Unsere Leistungen zum europaweiten Forderungsmanagement
- Ermittlung des anwendbaren Rechts und der Verfahrensalternativen
- Erstellung eines Forderungskontos mit Prüfung der Fälligkeitsvoraussetzungen und Zinsberechnung
- Außergerichtliche Zahlungsaufforderung mit "In-Verzug-Setzen"; ggfs. mit Nachfrist
- Europaweites standardisiertes Mahnverfahren per Zahlungsbefehl nach EuMahnVO (VO-EG Nr. 1896/2006)
- Europaweites standardisiertes Gerichtsverfahren bei Forderungen bis zu 2.000 EUR nach EuGFVO (VO-EG Nr. 861/2007)
- Beantragung eines Europäischen Vollstreckungstitels bei deutschen Gerichten nach EuVTVO (VO-EG Nr. 805/2004)
- Einleitung von Gerichtsverfahren im Ausland, ggfs. über Kooperationspartner oder Korrespondenzanwälte
- Zwangsvollstreckung im Ausland, ggfs. über Kooperationspartner oder Korrespondenzanwälte
- Korrespondenzsprachen unserer Kanzlei: Englisch, Italienisch, Spanisch, Portugiesisch, Französisch; andere Sprachen unter fundierter Hinzuziehung von Dolmetschern oder Übersetzern
Sie entscheiden ganz individuell für welches Verfahren Sie uns beauftragen möchten und wir stellen uns auf Ihre Bedürfnisse ein.
Ansprechpartner
Der für die obig genannten Themenkomplexe für Sie zuständige Ansprechpartner ist:
Herr Sebastian Stritter
06132/89978-0 und s[.]stritter[@]kanzlei-stritter[.]de
Für den Fall einer streitigen Auseinandersetzung steht Ihnen selbstverständlich unsere gesamte Kanzlei einschließlich der jeweiligen Rechtsanwälte zur Verfügung sowie unsere Kooperationspartner und Korrespondenzanwälte in Italien, Spanien, Großbritannien, Finnland, USA und Indien.
Vergütung
Für die Abwicklung der von uns angebotenen Leistungen zur außergerichtlichen und gerichtlichen internationalen Forderungseinziehung treffen wir mit Ihnen eine individuelle, auf Sie und Ihre Angelegenheit angepasste Vergütungsvereinbarung.

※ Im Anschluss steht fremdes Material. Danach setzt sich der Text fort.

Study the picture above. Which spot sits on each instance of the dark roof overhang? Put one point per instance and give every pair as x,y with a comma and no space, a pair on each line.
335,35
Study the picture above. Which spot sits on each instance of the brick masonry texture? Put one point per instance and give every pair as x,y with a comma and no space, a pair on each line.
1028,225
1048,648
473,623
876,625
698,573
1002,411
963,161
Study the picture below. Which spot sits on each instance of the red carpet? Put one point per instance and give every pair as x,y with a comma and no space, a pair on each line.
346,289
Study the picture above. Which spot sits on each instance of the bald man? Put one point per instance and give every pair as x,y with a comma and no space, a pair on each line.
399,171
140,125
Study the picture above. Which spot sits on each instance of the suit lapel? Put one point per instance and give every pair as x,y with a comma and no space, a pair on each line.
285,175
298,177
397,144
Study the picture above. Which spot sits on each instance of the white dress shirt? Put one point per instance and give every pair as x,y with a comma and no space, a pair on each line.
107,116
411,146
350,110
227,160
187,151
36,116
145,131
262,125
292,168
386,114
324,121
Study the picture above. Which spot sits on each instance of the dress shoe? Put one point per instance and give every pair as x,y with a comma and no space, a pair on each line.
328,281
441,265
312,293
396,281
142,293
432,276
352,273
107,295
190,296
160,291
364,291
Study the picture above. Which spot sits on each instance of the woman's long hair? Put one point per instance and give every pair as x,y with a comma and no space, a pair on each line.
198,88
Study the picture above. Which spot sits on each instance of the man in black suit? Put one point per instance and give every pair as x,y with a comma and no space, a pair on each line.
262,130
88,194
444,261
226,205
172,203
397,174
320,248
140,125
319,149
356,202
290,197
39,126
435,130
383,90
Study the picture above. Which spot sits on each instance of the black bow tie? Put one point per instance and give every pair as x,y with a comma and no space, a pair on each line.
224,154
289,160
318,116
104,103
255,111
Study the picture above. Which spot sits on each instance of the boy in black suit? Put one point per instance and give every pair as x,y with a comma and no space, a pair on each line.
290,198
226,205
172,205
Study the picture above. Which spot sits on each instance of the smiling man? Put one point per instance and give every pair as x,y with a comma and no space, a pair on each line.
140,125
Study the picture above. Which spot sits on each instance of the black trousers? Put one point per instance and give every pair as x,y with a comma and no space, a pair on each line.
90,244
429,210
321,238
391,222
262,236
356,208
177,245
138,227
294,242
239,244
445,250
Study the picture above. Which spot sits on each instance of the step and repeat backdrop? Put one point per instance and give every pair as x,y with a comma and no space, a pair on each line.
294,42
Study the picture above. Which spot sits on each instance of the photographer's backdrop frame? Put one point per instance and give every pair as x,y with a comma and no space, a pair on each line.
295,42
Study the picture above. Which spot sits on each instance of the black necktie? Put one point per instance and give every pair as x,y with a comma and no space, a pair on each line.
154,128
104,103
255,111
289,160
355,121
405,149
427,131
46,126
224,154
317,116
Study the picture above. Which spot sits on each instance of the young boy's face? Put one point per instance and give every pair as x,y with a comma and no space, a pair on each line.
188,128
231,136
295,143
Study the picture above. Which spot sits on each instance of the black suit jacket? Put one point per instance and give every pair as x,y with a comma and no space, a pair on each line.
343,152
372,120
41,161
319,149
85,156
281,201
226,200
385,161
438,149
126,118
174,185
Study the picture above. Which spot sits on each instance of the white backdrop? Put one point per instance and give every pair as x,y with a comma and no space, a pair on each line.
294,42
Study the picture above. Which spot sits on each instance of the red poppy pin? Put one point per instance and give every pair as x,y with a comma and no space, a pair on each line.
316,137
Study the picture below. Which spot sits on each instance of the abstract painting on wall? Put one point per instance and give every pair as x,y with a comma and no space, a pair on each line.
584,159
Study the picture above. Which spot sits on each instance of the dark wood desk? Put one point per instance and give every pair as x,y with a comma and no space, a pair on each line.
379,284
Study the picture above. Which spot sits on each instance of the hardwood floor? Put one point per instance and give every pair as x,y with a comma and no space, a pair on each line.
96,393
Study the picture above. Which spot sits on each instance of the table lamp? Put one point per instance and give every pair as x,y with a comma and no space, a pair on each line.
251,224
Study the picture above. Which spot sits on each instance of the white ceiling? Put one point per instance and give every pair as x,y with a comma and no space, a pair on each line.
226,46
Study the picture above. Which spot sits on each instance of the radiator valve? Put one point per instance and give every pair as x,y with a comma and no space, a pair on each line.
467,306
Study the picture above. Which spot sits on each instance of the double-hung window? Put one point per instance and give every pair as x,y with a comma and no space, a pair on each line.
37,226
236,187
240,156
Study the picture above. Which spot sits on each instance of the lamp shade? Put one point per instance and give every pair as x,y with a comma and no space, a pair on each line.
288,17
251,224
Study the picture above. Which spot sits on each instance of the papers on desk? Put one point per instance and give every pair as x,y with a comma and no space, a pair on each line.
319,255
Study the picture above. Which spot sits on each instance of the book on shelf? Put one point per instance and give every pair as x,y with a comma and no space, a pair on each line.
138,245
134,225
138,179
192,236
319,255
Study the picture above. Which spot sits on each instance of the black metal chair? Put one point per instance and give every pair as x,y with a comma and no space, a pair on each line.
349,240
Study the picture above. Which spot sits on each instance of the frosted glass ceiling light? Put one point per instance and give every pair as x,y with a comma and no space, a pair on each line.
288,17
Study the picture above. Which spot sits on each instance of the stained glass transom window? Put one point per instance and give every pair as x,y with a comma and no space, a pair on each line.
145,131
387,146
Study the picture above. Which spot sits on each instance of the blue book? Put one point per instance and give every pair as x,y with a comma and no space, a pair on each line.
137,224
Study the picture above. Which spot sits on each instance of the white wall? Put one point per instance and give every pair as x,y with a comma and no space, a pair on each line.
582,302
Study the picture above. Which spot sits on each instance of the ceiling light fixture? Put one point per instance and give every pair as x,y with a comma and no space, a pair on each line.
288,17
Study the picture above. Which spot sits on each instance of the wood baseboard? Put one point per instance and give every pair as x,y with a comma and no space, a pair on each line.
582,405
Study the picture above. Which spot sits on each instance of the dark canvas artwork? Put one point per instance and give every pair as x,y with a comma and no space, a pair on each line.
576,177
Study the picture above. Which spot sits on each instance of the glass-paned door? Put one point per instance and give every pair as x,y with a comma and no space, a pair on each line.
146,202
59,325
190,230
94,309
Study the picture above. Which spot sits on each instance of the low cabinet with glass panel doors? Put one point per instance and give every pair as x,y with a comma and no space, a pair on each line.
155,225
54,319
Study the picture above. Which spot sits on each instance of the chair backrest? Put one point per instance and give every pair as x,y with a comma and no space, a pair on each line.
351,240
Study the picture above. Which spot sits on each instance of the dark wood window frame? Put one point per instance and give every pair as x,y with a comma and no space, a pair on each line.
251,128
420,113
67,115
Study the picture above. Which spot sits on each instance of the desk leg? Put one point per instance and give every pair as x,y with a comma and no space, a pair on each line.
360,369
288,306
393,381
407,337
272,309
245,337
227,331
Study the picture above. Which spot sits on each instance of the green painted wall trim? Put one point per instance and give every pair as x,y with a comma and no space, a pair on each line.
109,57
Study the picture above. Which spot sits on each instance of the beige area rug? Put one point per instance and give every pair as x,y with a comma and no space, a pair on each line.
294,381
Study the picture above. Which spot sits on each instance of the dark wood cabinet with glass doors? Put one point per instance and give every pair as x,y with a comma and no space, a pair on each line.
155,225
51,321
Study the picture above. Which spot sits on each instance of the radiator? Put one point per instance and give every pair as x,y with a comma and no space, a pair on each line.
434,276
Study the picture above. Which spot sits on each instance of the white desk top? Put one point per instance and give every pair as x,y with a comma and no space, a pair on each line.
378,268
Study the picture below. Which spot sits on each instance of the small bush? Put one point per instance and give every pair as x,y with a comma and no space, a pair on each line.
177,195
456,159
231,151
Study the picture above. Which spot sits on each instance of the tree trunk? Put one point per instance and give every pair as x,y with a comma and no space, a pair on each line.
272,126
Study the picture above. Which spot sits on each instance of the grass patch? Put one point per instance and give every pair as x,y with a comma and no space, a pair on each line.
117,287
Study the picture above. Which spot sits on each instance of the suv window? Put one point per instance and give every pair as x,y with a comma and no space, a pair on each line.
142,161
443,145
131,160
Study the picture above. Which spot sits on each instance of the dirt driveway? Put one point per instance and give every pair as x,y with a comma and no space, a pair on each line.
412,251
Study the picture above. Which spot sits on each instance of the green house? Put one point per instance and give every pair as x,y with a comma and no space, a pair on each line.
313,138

Hinzu kommen Gerichtskosten, Kosten der Ermittlung von Anschriften und Zustellungskosten die von Ihnen auf Anforderung an den jeweiligen Empfänger zu leisten sind. Die Gerichtskosten richten sich nach dem Wert Ihrer Forderung und des jeweils anwendbaren, nationalen Gerichtskostengesetz.
Gebührenersatzansprüche gegenüber den Schuldnern werden durch die Kanzlei Stritter & Partner GbR vereinnahmt oder ggf. im Rahmen der Zwangsvollstreckung vollstreckt.